And to further clarify, the issue isn't in solr-ruby, it's in REXML (a lame 
Ruby XML library).  Both rsolr and solr-ruby will use libxml instead of REXML 
if it is present.

        Erik

On Sep 20, 2011, at 03:46 , Pranav Prakash wrote:

> I managed to resolve this issue. Turns out that the issue was because of a
> faulty XML file being generated by ruby-solr gem.
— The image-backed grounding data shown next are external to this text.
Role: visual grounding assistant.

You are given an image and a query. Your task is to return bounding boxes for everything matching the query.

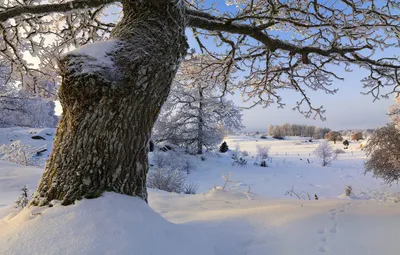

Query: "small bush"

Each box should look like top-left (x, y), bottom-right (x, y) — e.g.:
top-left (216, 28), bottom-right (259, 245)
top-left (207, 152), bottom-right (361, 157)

top-left (256, 144), bottom-right (270, 160)
top-left (314, 142), bottom-right (338, 166)
top-left (183, 183), bottom-right (198, 195)
top-left (152, 152), bottom-right (173, 169)
top-left (232, 154), bottom-right (247, 167)
top-left (285, 186), bottom-right (311, 200)
top-left (260, 160), bottom-right (267, 167)
top-left (14, 185), bottom-right (29, 209)
top-left (345, 185), bottom-right (352, 196)
top-left (219, 141), bottom-right (229, 153)
top-left (152, 152), bottom-right (195, 174)
top-left (241, 150), bottom-right (249, 157)
top-left (147, 167), bottom-right (186, 193)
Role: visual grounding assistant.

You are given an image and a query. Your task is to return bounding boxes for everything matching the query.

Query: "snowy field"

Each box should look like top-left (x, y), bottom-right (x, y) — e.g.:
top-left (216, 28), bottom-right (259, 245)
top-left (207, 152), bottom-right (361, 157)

top-left (1, 128), bottom-right (400, 255)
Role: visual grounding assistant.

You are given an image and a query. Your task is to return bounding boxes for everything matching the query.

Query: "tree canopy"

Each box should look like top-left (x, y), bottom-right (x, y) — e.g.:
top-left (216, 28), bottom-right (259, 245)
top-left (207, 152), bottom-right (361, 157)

top-left (1, 0), bottom-right (400, 118)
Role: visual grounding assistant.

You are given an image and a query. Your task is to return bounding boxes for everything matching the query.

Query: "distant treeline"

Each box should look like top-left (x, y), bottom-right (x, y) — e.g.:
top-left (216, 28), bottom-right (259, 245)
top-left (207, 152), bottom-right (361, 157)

top-left (268, 124), bottom-right (331, 139)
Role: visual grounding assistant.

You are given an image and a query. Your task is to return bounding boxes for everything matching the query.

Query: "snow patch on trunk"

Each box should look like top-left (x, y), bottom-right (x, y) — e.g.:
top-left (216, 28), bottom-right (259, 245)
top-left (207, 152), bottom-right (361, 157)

top-left (65, 40), bottom-right (121, 78)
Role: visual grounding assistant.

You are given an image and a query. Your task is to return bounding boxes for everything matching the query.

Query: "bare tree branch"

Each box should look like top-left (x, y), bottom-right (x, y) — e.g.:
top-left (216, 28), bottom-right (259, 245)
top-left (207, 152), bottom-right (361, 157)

top-left (0, 0), bottom-right (116, 22)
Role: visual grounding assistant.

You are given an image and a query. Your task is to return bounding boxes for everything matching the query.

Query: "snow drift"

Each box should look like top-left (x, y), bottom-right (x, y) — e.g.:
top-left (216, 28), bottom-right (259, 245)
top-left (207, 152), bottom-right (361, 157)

top-left (0, 193), bottom-right (218, 255)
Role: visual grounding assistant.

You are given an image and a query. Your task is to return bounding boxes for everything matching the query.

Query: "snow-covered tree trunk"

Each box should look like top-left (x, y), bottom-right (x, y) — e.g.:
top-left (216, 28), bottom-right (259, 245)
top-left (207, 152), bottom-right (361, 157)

top-left (31, 0), bottom-right (188, 206)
I had to install
> libxml-ruby, rsolr and I used rsolr gem instead of ruby-solr.
> 
> Also, if you face this kind of issue, the test-utf8.sh file included in
> exampledocs is a good file to test Solr's behavior towards UTF-8 chars.
> 
> Great wok Solr team, and special thanks to Erik Hatcher.
> 
> *Pranav Prakash*
> 
> "temet nosce"
> 
> Twitter <http://twitter.com/pranavprakash> | Blog <http://blog.myblive.com> |
> Google <http://www.google.com/profiles/pranny>
> 
> 
> On Mon, Sep 19, 2011 at 15:54, Pranav Prakash <pra...@gmail.com> wrote:
> 
>> 
>> Just in case, someone might be intrested here is the log
>> 
>> SEVERE: java.lang.RuntimeException: [was class
>> java.io.CharConversionException] Invalid UTF-8 middle byte 0x73 (at char
>> #66641, byte #65289)
>> at
>> com.ctc.wstx.util.ExceptionUtil.throwRuntimeException(ExceptionUtil.java:18)
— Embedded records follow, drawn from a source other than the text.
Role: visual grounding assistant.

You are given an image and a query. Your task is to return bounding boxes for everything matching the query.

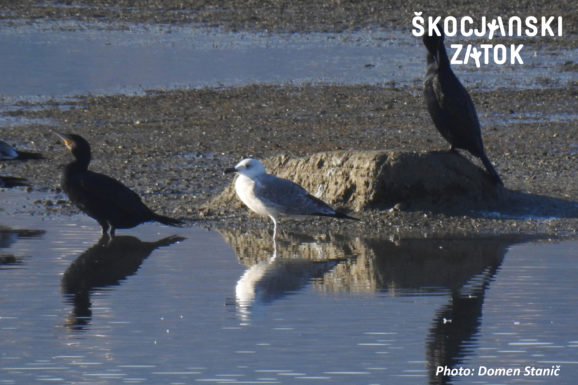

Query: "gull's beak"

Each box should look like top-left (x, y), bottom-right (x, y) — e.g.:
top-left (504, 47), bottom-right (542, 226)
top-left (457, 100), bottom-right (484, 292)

top-left (224, 167), bottom-right (237, 175)
top-left (54, 132), bottom-right (73, 150)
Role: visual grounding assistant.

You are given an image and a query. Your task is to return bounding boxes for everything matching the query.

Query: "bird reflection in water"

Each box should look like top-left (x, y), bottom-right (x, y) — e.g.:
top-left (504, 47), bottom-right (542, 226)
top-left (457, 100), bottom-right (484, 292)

top-left (324, 236), bottom-right (508, 385)
top-left (234, 239), bottom-right (346, 324)
top-left (426, 263), bottom-right (501, 385)
top-left (61, 234), bottom-right (185, 330)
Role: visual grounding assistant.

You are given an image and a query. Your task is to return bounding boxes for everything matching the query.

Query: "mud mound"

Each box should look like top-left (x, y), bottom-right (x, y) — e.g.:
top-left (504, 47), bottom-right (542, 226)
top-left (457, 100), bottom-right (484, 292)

top-left (209, 150), bottom-right (501, 213)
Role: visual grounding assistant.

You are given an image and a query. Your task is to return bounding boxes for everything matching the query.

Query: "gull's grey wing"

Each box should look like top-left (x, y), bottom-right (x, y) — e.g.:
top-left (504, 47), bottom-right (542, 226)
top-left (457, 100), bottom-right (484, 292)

top-left (253, 174), bottom-right (336, 216)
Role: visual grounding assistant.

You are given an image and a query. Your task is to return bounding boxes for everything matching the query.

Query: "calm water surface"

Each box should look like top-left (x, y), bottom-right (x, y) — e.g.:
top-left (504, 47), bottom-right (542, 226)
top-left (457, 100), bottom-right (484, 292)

top-left (1, 191), bottom-right (577, 384)
top-left (0, 22), bottom-right (575, 103)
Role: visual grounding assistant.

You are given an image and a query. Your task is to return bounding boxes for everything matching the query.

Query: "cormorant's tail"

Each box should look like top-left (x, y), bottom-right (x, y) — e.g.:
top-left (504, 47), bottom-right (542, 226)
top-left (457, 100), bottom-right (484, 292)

top-left (152, 213), bottom-right (185, 227)
top-left (480, 153), bottom-right (503, 186)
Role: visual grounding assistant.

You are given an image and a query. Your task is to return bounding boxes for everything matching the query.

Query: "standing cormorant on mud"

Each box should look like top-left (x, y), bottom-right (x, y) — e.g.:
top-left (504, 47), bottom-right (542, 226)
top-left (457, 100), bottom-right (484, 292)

top-left (423, 26), bottom-right (503, 185)
top-left (56, 132), bottom-right (183, 236)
>> at com.ctc.wstx.sr.StreamScanner.throwLazyError(StreamScanner.java:731)
>> at
>> com.ctc.wstx.sr.BasicStreamReader.safeFinishToken(BasicStreamReader.java:3657)
>> at com.ctc.wstx.sr.BasicStreamReader.getText(BasicStreamReader.java:809)
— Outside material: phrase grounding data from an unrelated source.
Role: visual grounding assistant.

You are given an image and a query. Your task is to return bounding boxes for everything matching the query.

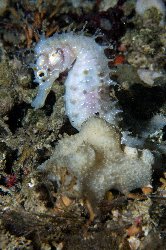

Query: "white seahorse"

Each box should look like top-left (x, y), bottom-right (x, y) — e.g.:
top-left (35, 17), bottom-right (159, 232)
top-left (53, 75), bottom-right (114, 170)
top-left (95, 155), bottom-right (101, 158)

top-left (31, 32), bottom-right (120, 130)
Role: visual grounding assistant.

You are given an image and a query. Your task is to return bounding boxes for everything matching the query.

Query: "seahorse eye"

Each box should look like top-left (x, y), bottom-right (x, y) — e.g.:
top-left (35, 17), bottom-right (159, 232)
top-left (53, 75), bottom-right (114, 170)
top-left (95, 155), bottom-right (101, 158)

top-left (37, 69), bottom-right (48, 80)
top-left (49, 48), bottom-right (63, 65)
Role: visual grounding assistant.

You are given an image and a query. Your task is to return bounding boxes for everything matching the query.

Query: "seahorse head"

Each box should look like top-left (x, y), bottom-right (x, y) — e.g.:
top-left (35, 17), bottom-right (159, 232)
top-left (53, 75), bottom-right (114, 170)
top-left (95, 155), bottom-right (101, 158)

top-left (33, 47), bottom-right (64, 85)
top-left (31, 34), bottom-right (76, 109)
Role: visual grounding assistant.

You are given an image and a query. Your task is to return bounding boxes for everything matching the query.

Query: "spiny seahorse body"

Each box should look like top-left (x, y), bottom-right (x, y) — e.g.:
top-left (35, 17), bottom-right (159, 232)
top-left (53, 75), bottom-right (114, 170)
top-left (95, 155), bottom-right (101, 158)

top-left (31, 32), bottom-right (120, 130)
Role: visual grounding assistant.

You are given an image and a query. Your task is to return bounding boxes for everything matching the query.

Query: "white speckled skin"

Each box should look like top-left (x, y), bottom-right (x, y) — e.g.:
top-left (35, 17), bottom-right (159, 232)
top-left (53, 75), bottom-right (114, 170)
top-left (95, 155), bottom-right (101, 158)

top-left (31, 32), bottom-right (120, 130)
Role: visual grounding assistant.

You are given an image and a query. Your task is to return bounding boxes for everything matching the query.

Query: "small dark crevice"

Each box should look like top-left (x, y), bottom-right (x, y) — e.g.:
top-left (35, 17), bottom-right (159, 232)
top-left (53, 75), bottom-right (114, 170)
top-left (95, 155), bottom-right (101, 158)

top-left (42, 91), bottom-right (56, 116)
top-left (162, 125), bottom-right (166, 141)
top-left (116, 84), bottom-right (166, 122)
top-left (6, 102), bottom-right (30, 133)
top-left (58, 117), bottom-right (78, 136)
top-left (28, 68), bottom-right (37, 89)
top-left (4, 149), bottom-right (18, 174)
top-left (36, 147), bottom-right (51, 165)
top-left (35, 183), bottom-right (56, 208)
top-left (0, 175), bottom-right (6, 187)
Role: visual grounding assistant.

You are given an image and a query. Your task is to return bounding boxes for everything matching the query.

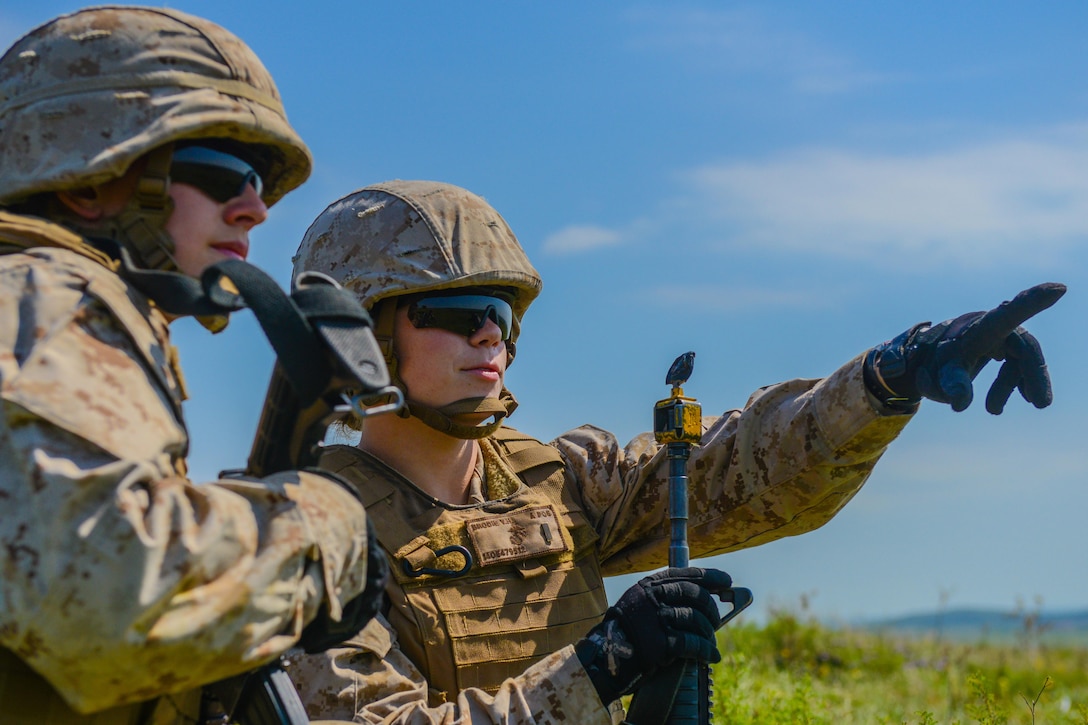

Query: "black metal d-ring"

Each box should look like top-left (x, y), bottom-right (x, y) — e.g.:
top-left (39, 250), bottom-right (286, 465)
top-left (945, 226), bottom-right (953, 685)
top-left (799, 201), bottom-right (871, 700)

top-left (402, 545), bottom-right (474, 578)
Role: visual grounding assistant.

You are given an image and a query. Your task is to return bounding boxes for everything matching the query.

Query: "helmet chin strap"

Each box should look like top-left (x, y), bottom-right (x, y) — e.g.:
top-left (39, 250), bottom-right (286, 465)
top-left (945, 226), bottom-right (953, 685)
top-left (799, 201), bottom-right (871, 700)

top-left (86, 145), bottom-right (179, 272)
top-left (67, 146), bottom-right (229, 333)
top-left (406, 389), bottom-right (519, 440)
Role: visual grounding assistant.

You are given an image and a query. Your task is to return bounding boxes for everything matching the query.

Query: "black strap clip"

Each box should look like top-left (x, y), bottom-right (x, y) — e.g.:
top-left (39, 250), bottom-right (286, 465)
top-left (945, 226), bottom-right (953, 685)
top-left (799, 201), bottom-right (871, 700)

top-left (402, 545), bottom-right (474, 578)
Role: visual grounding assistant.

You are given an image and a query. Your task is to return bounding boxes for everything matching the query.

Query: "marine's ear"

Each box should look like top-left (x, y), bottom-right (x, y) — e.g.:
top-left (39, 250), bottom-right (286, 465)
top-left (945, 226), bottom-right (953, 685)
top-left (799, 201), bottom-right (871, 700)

top-left (54, 156), bottom-right (149, 221)
top-left (55, 187), bottom-right (106, 220)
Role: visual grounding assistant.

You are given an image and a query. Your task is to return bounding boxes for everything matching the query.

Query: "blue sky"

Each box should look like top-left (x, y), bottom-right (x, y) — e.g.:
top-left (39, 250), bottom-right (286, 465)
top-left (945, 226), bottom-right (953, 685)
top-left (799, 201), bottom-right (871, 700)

top-left (4, 2), bottom-right (1086, 624)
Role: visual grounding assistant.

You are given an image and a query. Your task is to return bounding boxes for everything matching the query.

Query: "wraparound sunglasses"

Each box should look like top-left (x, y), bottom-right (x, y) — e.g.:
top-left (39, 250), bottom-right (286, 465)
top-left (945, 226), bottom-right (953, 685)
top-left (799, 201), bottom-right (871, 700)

top-left (170, 145), bottom-right (264, 203)
top-left (406, 294), bottom-right (514, 340)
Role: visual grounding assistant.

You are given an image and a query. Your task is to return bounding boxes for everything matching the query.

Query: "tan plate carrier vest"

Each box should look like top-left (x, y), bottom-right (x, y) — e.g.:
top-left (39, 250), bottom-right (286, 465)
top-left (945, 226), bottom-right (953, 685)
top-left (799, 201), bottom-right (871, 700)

top-left (319, 427), bottom-right (610, 706)
top-left (0, 213), bottom-right (193, 725)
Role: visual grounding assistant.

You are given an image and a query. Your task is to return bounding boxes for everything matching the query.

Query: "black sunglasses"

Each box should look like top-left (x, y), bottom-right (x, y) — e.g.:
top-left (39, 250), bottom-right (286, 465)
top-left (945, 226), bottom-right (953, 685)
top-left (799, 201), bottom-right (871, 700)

top-left (170, 146), bottom-right (264, 203)
top-left (406, 294), bottom-right (514, 340)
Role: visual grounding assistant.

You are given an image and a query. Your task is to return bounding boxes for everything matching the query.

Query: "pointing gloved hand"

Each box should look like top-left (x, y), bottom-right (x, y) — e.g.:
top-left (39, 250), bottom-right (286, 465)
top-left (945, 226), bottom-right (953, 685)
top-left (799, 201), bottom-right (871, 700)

top-left (863, 282), bottom-right (1066, 414)
top-left (574, 567), bottom-right (732, 706)
top-left (299, 516), bottom-right (390, 654)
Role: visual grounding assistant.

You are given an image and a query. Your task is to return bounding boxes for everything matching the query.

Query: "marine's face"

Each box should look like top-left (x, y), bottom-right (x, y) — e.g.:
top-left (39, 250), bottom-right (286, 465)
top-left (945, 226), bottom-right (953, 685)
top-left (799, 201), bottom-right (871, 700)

top-left (166, 146), bottom-right (268, 277)
top-left (166, 178), bottom-right (266, 277)
top-left (54, 145), bottom-right (268, 278)
top-left (393, 304), bottom-right (508, 410)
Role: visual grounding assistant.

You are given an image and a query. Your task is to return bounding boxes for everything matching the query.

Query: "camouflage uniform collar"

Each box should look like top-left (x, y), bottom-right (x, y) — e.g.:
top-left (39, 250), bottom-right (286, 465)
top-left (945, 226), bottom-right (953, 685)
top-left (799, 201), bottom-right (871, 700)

top-left (0, 209), bottom-right (118, 270)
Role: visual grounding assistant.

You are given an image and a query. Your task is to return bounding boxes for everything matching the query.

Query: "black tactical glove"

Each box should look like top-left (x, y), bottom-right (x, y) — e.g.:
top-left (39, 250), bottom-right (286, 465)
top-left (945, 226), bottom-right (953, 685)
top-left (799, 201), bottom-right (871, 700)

top-left (299, 516), bottom-right (390, 654)
top-left (574, 567), bottom-right (732, 706)
top-left (864, 282), bottom-right (1066, 414)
>> at org.apache.solr.handler.XMLLoader.readDoc(XMLLoader.java:287)
>> at org.apache.solr.handler.XMLLoader.processUpdate(XMLLoader.java:146)
>> at org.apache.solr.handler.XMLLoader.load(XMLLoader.java:77)
>> at
>> org.apache.solr.handler.ContentStreamHandlerBase.handleRequestBody(ContentStreamHandlerBase.java:67)
>> at
>> org.apache.solr.handler.RequestHandlerBase.handleRequest(RequestHandlerBase.java:129)
>> at org.apache.solr.core.SolrCore.execute(SolrCore.java:1368)
>> at
>> org.apache.solr.servlet.SolrDispatchFilter.execute(SolrDispatchFilter.java:356)
>> at
>> org.apache.solr.servlet.SolrDispatchFilter.doFilter(SolrDispatchFilter.java:252)
>> at
>> org.mortbay.jetty.servlet.ServletHandler$CachedChain.doFilter(ServletHandler.java:1212)
>> at org.mortbay.jetty.servlet.ServletHandler.handle(ServletHandler.java:399)
>> at
>> org.mortbay.jetty.security.SecurityHandler.handle(SecurityHandler.java:216)
>> at org.mortbay.jetty.servlet.SessionHandler.handle(SessionHandler.java:182)
>> at
>> org.mortbay.jetty.handler.ContextHandler.handle(ContextHandler.java:766)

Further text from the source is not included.